Maybe I am over simplifying this, but simply iterate the smallest list and use the last nodes Link
as the merging point?
So, where Data->Link->Link == NULL
is the end point, giving Data->Link
as the merging point (at the end of the list).
EDIT:
Okay, from the picture you posted, you parse the two lists, the smallest first. With the smallest list you can maintain the references to the following node. Now, when you parse the second list you do a comparison on the reference to find where Reference [i] is the reference at LinkedList[i]->Link. This will give the merge point. Time to explain with pictures (superimpose the values on the picture the OP).
You have a linked list (references shown below):
A->B->C->D->E
You have a second linked list:
1->2->
With the merged list, the references would then go as follows:
1->2->D->E->
Therefore, you map the first "smaller" list (as the merged list, which is what we are counting has a length of 4 and the main list 5)
Loop through the first list, maintain a reference of references.

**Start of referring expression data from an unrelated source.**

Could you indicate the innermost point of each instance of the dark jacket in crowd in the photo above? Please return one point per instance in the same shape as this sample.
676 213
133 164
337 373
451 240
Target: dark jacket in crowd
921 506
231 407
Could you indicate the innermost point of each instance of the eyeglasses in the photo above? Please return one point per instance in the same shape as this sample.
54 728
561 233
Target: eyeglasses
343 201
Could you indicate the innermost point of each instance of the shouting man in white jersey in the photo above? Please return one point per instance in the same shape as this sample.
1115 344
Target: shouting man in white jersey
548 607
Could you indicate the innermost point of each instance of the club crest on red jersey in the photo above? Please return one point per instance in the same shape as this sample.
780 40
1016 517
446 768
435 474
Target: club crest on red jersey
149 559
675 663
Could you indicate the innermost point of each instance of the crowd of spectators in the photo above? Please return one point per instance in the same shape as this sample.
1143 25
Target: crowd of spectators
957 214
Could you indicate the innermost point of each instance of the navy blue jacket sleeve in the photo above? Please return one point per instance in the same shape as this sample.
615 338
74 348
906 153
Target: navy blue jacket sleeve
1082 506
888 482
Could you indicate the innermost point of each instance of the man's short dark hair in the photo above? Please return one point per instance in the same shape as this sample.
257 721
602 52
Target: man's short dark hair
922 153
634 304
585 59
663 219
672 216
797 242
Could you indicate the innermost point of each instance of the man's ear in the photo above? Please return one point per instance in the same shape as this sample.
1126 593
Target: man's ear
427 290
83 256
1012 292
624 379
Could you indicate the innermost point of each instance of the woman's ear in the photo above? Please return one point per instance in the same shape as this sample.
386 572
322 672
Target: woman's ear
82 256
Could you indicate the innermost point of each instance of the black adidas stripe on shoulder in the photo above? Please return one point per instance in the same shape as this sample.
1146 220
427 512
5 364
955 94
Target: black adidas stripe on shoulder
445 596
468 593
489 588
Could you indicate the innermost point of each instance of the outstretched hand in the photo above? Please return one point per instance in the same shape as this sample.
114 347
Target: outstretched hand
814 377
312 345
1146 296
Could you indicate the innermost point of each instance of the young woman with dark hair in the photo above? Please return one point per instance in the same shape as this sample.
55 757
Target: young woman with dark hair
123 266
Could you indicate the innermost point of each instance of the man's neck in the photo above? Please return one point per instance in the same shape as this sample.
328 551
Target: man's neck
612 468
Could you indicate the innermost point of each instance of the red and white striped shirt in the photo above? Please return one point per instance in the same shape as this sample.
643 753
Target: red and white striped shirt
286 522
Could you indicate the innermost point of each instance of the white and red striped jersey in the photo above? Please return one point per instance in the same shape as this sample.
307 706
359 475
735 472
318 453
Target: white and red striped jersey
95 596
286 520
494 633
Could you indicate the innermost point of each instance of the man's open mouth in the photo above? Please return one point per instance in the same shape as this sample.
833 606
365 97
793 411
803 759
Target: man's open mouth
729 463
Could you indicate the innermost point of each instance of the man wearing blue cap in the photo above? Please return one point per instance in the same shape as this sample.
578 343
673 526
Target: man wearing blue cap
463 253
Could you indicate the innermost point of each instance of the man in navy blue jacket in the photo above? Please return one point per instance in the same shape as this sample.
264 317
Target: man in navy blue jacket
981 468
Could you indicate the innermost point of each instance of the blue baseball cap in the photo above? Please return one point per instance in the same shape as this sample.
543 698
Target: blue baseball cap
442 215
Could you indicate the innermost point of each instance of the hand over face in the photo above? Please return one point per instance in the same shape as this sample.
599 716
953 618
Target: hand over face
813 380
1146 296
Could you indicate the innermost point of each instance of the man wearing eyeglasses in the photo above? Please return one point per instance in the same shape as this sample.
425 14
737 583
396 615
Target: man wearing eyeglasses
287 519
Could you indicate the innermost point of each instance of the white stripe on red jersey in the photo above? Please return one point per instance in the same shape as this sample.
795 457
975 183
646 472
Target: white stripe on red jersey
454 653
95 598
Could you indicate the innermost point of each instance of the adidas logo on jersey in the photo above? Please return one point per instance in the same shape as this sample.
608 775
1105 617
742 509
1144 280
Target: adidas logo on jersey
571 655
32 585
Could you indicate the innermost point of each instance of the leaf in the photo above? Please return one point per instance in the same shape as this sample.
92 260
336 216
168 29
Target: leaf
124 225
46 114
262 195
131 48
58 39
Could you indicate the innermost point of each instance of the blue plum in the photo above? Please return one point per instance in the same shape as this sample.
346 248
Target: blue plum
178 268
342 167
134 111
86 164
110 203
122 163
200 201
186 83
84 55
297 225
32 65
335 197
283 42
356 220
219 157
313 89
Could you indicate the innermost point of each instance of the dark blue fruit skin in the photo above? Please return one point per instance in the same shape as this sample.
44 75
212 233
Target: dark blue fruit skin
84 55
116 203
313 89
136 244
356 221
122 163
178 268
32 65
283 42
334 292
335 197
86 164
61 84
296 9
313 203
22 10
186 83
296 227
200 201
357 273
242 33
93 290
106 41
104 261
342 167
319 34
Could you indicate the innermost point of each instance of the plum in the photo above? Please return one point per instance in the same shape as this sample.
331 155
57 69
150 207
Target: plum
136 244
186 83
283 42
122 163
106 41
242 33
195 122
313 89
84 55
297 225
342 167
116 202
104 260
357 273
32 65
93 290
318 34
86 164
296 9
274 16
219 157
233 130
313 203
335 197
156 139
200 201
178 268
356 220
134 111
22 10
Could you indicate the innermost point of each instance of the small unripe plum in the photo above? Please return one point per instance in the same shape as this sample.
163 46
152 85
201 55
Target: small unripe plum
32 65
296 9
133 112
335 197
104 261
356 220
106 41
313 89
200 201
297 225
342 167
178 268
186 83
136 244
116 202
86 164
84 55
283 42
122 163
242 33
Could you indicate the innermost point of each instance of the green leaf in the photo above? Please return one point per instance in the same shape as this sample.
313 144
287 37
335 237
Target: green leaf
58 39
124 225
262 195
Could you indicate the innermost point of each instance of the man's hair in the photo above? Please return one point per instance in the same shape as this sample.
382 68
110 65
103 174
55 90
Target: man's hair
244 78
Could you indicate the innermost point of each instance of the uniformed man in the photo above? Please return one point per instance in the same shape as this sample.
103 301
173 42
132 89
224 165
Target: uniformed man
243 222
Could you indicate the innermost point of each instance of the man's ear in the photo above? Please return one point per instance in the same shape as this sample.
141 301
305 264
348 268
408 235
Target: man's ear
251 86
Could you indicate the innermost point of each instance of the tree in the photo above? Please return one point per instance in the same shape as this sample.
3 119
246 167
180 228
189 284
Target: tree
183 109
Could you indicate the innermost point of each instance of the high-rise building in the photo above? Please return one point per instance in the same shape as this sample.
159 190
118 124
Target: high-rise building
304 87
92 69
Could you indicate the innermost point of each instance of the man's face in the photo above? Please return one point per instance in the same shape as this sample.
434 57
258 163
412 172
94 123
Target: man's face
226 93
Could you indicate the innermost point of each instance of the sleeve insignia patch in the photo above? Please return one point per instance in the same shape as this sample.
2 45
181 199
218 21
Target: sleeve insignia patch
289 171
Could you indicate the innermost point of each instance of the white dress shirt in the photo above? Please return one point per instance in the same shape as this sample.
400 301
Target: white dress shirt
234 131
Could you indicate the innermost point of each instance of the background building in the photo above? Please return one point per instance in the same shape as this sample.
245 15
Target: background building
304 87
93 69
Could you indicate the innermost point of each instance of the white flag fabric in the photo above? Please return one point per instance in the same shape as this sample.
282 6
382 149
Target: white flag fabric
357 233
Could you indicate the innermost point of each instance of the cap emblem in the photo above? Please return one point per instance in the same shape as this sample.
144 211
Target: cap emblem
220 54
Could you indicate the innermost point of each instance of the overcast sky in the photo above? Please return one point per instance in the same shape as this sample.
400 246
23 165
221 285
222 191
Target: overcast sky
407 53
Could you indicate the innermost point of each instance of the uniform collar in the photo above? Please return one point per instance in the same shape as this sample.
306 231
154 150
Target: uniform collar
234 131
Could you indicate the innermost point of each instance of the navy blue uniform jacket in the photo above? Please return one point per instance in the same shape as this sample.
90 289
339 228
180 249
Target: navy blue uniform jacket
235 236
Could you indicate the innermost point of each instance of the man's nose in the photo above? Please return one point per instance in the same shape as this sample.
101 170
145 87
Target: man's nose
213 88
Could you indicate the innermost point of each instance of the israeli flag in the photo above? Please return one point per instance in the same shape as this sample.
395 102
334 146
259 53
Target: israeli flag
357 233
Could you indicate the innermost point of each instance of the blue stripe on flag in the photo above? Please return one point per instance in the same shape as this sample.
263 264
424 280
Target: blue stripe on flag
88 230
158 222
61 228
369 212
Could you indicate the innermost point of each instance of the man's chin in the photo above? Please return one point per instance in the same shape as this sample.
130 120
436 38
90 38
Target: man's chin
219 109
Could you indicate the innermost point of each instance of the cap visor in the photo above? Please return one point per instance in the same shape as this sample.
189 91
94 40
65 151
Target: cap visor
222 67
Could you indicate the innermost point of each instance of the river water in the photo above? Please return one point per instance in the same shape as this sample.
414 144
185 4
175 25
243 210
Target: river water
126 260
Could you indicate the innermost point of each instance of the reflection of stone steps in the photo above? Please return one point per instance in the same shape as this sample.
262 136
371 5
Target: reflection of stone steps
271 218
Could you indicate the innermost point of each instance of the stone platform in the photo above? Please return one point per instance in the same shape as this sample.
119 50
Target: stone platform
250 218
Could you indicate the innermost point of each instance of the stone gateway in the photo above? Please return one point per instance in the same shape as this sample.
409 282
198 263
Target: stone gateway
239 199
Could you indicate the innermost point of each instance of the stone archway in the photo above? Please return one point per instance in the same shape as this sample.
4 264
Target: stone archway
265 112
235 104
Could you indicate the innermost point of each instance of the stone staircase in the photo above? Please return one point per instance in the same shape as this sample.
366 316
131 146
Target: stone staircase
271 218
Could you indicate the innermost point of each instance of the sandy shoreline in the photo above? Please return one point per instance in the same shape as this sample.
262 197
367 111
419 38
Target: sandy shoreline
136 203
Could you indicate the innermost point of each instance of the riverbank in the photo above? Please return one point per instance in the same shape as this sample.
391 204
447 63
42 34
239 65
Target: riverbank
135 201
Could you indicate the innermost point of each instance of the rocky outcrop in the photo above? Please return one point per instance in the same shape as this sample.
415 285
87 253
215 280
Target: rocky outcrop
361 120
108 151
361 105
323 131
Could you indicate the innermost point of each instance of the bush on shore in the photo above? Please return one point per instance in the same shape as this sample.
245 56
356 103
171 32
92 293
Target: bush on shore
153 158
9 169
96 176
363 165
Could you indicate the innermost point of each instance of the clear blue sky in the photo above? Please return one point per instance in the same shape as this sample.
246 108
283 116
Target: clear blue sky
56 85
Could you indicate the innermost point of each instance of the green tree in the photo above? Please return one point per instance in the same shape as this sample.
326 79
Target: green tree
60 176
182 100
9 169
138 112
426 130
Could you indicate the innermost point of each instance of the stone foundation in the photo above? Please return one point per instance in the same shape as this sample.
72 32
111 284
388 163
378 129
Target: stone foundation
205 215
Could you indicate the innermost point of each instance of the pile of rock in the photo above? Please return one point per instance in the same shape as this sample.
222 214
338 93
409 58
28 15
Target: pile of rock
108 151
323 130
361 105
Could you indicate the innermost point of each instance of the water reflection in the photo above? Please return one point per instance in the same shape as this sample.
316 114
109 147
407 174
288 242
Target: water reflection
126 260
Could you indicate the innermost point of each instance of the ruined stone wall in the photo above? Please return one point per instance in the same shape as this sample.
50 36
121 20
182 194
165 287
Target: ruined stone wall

The list will contain the following references Pointers { 1, 2, D, E }
.
We now go through the second list:
-> A - Contains reference in Pointers? No, move on
-> B - Contains reference in Pointers? No, move on
-> C - Contains reference in Pointers? No, move on
-> D - Contains reference in Pointers? Yes, merge point found, break.
Sure, you maintain a new list of pointers, but thats not outside the specification. However the first list is parsed exactly once, and the second list will only be fully parsed if there is no merge point. Otherwise, it will end sooner (at the merge point).